Los tres obtuvieron amplia resonancia en los medios de comunicación, con gran alarma
social y reproche general de la ciudadanía a la actuación de jueces y fiscales.
En estos días, el trágico final de la niña de Campillos (Málaga), cuyo “interés superior”
a efectos judiciales quedó subordinado al derecho de visita del padre, debido a una
patente imprevisión de juzgadores y fiscales ante posibles riesgos, también provocó un
rechazo unánime.
Y los muchos incidentes de quejas y denuncias en la generalidad del país por
actuaciones judiciales y administrativas: custodias, puntos de encuentro familiar,
medidas de protección, régimen de visitas...
Acudiendo a los expertos, Joaquín Olmedo, letrado en Cádiz y especialista en derechos
del menor, sostiene que la sentencia 565/2009 del T.S. es un paso en la dirección
adecuada “para inclinar a jueces y fiscales a dar a los Derechos de los Menores su
verdadera importancia, procediendo el Fiscal a defender con uñas y dientes los
derechos de estos frente a las disputas de sus progenitores e incluso, en algunos casos,
posibilitando la entrada al litigio de un Defensor Judicial, que, además del Ministerio
Público, pudiera representar y defender los intereses del menor en las disputas
procesales, tanto en los temas de desamparo como en los de familia”.

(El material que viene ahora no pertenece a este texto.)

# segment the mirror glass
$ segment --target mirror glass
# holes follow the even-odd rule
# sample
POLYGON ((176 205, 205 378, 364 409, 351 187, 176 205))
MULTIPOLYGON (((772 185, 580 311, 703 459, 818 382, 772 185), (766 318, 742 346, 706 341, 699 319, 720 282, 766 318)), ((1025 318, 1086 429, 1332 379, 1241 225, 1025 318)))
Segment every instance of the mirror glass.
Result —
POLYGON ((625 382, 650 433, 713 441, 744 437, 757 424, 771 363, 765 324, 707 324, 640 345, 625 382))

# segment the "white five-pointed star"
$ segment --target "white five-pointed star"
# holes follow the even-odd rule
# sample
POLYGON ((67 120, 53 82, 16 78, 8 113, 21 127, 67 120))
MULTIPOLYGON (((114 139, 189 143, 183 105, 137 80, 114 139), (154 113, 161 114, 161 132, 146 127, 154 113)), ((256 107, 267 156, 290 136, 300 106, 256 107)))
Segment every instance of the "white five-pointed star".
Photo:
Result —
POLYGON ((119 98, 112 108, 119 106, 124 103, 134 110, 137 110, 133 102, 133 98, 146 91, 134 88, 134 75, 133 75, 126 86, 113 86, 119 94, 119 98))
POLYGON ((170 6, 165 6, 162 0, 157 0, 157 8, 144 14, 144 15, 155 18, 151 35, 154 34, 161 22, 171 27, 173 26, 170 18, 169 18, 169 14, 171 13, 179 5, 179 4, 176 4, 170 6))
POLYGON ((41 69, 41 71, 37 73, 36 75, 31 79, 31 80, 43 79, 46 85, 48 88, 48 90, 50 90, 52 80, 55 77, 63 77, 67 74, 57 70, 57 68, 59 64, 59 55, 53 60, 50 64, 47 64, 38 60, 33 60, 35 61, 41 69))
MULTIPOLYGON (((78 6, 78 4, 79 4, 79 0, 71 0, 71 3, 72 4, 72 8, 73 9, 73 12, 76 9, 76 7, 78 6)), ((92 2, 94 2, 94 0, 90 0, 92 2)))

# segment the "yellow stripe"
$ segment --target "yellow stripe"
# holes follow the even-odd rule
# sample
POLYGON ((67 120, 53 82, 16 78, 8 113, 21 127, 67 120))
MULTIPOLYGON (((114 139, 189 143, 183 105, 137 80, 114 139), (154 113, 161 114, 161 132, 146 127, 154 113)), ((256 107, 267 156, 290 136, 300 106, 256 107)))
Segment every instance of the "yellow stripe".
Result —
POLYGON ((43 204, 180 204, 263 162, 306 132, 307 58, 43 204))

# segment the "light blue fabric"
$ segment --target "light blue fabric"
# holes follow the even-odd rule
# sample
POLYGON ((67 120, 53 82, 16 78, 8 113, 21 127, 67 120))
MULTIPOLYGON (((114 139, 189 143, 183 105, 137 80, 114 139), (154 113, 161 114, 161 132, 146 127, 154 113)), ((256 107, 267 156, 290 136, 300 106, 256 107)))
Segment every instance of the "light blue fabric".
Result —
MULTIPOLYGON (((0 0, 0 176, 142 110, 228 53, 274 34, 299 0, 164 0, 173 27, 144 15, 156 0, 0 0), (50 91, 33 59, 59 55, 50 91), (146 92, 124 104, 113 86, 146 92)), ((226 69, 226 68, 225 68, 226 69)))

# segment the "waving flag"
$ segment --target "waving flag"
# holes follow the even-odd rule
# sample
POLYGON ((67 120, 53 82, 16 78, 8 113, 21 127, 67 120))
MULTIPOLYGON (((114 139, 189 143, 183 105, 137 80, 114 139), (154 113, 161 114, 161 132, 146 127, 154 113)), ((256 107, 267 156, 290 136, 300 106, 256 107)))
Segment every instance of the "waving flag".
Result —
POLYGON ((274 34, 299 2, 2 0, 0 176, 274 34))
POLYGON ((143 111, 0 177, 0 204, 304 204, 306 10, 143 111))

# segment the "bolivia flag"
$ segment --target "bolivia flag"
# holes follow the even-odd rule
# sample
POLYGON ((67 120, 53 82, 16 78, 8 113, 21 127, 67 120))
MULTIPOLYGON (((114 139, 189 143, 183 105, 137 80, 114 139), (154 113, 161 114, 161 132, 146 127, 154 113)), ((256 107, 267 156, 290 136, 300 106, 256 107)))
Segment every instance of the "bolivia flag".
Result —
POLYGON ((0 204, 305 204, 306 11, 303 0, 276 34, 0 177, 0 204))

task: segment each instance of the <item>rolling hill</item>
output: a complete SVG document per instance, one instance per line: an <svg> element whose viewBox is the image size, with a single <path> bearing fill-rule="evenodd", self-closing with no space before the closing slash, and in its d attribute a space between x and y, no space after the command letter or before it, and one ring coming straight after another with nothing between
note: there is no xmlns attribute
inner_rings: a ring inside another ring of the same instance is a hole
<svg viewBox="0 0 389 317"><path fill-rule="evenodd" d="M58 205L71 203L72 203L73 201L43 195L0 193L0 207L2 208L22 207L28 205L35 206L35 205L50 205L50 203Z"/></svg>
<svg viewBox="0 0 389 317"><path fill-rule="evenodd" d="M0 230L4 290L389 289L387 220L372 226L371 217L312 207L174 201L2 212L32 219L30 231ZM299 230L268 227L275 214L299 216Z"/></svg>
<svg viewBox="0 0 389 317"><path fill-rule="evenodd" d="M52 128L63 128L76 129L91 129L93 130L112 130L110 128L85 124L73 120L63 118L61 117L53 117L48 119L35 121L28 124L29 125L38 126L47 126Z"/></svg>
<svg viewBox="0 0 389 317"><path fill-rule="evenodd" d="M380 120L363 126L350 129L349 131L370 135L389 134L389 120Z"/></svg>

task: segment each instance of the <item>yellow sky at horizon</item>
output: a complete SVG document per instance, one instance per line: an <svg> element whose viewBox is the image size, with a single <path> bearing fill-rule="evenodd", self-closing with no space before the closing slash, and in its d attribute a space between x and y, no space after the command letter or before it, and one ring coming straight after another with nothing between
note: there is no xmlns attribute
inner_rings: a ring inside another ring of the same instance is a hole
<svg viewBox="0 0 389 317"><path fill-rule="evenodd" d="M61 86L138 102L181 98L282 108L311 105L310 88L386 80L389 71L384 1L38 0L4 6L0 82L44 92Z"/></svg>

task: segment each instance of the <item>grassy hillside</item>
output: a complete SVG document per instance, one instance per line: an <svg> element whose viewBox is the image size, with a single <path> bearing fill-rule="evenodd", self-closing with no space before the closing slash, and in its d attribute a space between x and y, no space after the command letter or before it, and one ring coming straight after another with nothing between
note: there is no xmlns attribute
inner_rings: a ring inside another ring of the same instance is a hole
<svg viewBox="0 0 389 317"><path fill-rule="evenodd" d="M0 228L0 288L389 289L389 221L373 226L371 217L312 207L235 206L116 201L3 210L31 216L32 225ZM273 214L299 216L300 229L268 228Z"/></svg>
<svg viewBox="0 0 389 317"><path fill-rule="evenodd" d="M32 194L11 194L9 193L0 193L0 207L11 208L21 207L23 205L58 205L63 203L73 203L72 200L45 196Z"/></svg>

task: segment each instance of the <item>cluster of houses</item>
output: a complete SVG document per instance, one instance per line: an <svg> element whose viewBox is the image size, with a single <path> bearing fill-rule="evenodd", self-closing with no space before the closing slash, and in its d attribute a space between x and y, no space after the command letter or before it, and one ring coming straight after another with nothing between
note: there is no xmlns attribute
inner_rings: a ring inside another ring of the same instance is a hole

Un paso en la dirección adecuada, pero necesitado de otro más a fin de corregir la
indeterminación en la 1/96 del término aludido, porque no pocas autoridades judiciales
y administrativas todavía creen que lo de “interés superior” “se trata más bien de un
principio meramente inspirador de las decisiones a adoptar, y no de una limitación y
una obligación de carácter imperativo” (Miguel Cillero, Chile, jurista de reconocido
prestigio).
Confusión que, en asuntos de familia, llega a provocar un punto de vista inverso en
orden a la prioridad de derechos entre niños y adultos, incluso en situaciones de riesgo,
por ejemplo, en las visitas, al no tenerse en cuenta (palabras de Cillero) que “los roles
parentales no son derechos absolutos ni meramente poderes/deberes, sino derechos
limitados por los derechos de los propios niños, es decir, por su interés superior” (el
subrayado es nuestro).
O como dijera Francisco Serrano, ex juez de familia de Sevilla: “los niños tienen
derechos y los padres solo obligaciones”, cuestión, a veces, complicada de entender
cuando quien resuelve interpreta la ley “arrimando el ascua a la sardina” de los intereses
del adulto por el peso atávico de la tradición y determinados enfoques de influencia
religiosa.
“Interés” y “derechos” son, pues, para la Convención, exactamente lo mismo: un todo
inseparable cuyo campo de acción comprende el universo de los ámbitos que afectan a
la vida de los menores (familiares, sociales, judiciales, administrativos, culturales, de
salud, etc.).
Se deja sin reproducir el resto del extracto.